Фырк помолчал секунду. Потом заговорил.
— Когда я ушёл в астрал, — начал он, и голос его стал медленнее, ровнее, будто бурундук подбирал слова в воздухе перед тем, как выпустить — Первое, что я увидел на месте, где обычно живёт двуногий, это скорлупу. Понимаете? Контур его астрального тела. Форма есть, а внутри пусто. Как сброшенная шкура. Я такие видел у раков, когда они линяют.
Я мысленно усмехнулся.
— Вокруг скорлупы был лёд — продолжил бурундук. — Толстый, прозрачный, и внутри него волокна. Серебристые, тонюсенькие. В скорлупу не войти. Она вмёрзла так, что я сам от себя не ожидал такой работы. Не алхимия. Не яд. Не болезнь. Что-то третье, чего в природе быть не должно.

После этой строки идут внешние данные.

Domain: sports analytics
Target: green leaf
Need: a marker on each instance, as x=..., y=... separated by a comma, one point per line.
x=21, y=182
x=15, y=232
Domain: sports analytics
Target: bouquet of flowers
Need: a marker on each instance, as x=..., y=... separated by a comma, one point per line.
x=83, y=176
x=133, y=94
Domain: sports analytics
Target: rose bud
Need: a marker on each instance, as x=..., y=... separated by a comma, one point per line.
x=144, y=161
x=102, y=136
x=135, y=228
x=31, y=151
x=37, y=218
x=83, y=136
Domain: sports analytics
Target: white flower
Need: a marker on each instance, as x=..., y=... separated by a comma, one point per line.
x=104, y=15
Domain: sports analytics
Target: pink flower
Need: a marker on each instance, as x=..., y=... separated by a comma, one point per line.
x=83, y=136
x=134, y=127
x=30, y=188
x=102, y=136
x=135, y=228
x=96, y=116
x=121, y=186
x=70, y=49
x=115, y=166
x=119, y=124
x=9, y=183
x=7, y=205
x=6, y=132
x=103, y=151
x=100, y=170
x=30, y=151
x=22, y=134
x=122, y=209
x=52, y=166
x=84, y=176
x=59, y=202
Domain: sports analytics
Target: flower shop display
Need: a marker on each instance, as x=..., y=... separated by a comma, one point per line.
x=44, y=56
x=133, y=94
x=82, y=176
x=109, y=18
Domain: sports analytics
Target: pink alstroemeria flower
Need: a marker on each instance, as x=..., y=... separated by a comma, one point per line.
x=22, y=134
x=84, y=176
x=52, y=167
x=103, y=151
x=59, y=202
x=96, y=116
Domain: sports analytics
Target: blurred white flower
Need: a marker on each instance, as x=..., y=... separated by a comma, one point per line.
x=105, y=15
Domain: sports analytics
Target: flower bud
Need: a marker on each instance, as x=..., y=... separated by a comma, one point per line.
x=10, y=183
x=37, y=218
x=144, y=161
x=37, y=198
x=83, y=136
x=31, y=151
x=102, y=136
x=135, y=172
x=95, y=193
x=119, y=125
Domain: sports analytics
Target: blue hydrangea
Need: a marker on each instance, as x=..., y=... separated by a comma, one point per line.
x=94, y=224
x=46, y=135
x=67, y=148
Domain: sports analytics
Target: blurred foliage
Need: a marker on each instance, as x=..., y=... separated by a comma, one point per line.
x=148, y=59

— Концентрат со спорыньёй — подсказал тихо Семён.
— Наверное, — согласился Фырк. — Вам виднее. Я нюхал, пахло хреново. Горело, хрустело. Я попробовал сделать трещину в этом льду, он вернулся назад. Я попробовал с другой стороны. То же самое. Лёд живой, двуногие. Он сам заклеивается.
— Активный барьер, — произнесла Зиновьева. Я услышал, как тонкая ручка снова заскрипела по бумаге. Саша записывает, она всегда записывает в критических ситуациях. Тренированная привычка диагноста.
— Самовосстанавливающийся. Что это было? Каркас? Капсула?
— Откуда я знаю? — огрызнулся Фырк беззлобно. — Я пошел вокруг. Начал искать вход. И нашёл.
Пауза. Я слышал, как кто-то из команды сдержал вдох.
— Трещинка, — произнёс бурундук. — Одна-одинёшенькая. Тоненькая, ниточка паутины, едва-едва видно. И из неё — скрып-скрып идут сигналы. Слабые, импульсные. Как что-то живо и пытается достучаться. Вот туда я и пошёл.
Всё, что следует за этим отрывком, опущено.